Chris Biffle puts it this way:

Now here is a curious fact that I and other Whole Brain Teachers have discovered. Disciplining yourself to speak in units that are 30 seconds or less and then having your students repeat your message to each other allows you to cover more material, not less. When you have become adept at . . . [it], you will have eliminated all the non-educational chaff from your presentation, all the wandering, redundancy, stumbling, verbal fumbling about. You present a few points; your students repeat them to each other; you present a few more. In the little periods when students are talking, you take mini-breaks to organize your thoughts for your next few sentences. We call this approach micro-lecturing. Micro-lecturing is not an easy skill, especially because most teachers love to talk and talk and talk. But remember our Whole Brain Teaching rule:

The more we talk, the more students we lose.

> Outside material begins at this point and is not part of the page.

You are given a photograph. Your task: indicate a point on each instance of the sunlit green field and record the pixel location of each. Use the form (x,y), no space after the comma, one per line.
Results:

As you disciple your charges, think about what you'd rather do. You might lecture for 30 minutes and have them walk away with maybe one or two concepts, or you could build one small concept upon another, punctuated by their teaching those concepts to each other, precept upon precept, here a little, there a little, so that they come away with the big picture as well as its parts.


Saturday, May 16, 2015

Teaching Others in Order to Learn

And what things thou hast heard of me, by many witnesses, the same deliver to faithful men, which shall be able to teach other also. 2Timothy 2:2 (Geneva Bible)

Timothy's knowledge of the faith came not only from personal teaching by the Apostle himself, but the Apostle also utilized many witnesses to reinforce that instruction. This is how A.T. Robertson explains it:

 Plutarch has dia in this sense and Field (Ot. Norv.) suggests that it is a legal phrase “supported by many witnesses.” Not mere spectators, but testifiers. (Word Pictures of the New Testament)

In his Word Studies in the New Testament, M.R. Vincent concurs as he renders the the preposition to mean "through the medium of, and therefore in the presence of." You can see here the apostolic practice which made not only learning, but teaching others an important part of becoming a mature disciple.

Based on II Timothy 2:2, the Biblical model for the transmission belt of total discipleship looks something like this:


  1. Things you heard from me personally/things you heard from me by many witnesses;
  2. You teach same things to faithful disciples, personally/they teach same things to others.
Edgar Dale later rediscovered this principle, which he put into his famous "Cone of Experience". It boils down to the fact that while you remember no more than 5% of what you hear, you will remember 90% of what you teach.

Whole Brain Teaching has incorporated pupils teaching each other as an integral part of the learning process with the command/response, Teach/Okay. You can see an example of how one teacher uses it here:


The point here is that we should use Teach/Okay in our discipleship endeavors not just because it represents modern pedagogical practice, but also because it follows Biblical norms. I can see it useful in teaching Bible content and doctrine, Biblical worldview, Biblical ethics, and Biblical foundations for each discipline of the curriculum as well as curriculum content.


How well your charges teach each other the truth will inform you how well they have absorbed your teaching. This allows you immediate opportunity to correct false impressions and fill in incomplete knowledge.

It also gives you confidence that they will some day faithfully and effectually deliver the same truths to "faithful men which shall be able to teach others also."